Olympe de Clèves Vous êtes ici : Accueil > Accueil > Bibliothèque
Page précédente | Imprimer

Chapitre LXXIV
Le fou d'amour

Champmeslé, demeuré seul, examina une dernière fois le marquis Della Torra, qui, accroupi dans l'angle de son cabanon, dirigeait vers la cour un regard féroce et sournois.

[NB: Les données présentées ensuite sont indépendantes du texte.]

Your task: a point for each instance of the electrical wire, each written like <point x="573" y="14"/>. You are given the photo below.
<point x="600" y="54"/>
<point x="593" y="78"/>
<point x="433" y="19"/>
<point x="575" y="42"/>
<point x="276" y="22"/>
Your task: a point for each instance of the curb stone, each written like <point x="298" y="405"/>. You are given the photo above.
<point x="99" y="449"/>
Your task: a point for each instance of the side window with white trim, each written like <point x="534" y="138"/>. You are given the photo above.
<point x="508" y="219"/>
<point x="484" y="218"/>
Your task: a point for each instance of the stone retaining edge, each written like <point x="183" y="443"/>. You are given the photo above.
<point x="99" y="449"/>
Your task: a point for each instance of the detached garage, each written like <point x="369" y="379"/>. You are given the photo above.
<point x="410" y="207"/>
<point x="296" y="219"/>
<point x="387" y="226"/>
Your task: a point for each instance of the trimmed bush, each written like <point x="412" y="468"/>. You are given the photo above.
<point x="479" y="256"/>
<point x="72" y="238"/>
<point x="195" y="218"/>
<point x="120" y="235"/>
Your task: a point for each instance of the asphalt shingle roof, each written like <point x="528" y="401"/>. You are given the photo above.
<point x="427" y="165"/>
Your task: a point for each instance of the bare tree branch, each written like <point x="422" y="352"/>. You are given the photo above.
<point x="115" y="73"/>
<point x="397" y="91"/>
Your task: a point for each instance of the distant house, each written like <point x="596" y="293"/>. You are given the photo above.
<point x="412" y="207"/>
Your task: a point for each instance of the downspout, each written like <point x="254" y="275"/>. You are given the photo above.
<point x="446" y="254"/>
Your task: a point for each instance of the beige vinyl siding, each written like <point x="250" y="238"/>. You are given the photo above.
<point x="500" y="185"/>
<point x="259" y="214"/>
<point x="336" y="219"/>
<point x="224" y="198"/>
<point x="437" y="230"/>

Il trouva que ce devait être un affreux supplice que celui de cet homme toujours seul, toujours traité comme un fou, et vivant avec le souvenir de son crime, sans reproche, mais aussi sans consolation. Il se proposa d'aller parler de Dieu à ce misérable, d'espérance à ce désespéré.
Et, pour bien commencer ses fonctions d'aumônier, il s'approcha des barreaux.
Un gardien adossé aux loges parallèles le regardait avec intérêt, veillant sur lui et se tenant prêt à le défendre au besoin.
- Mon ami, dit Champmeslé au meurtrier de la pauvre Marion, je suis l'aumônier de la maison. êtes-vous assez repentant pour écouter avec attention les paroles que je vous apporte?
Mais Della Torra, au lieu de répondre, se retourna du côté du mur, et s'absorba dans une muette immobilité.
Champmeslé essaya de réveiller cette âme ensevelie dans son désespoir, mais il ne put y réussir.
Il appela le gardien.
- Je crois qu'il n'y a rien à faire avec celui-ci aujourd'hui, dit-il.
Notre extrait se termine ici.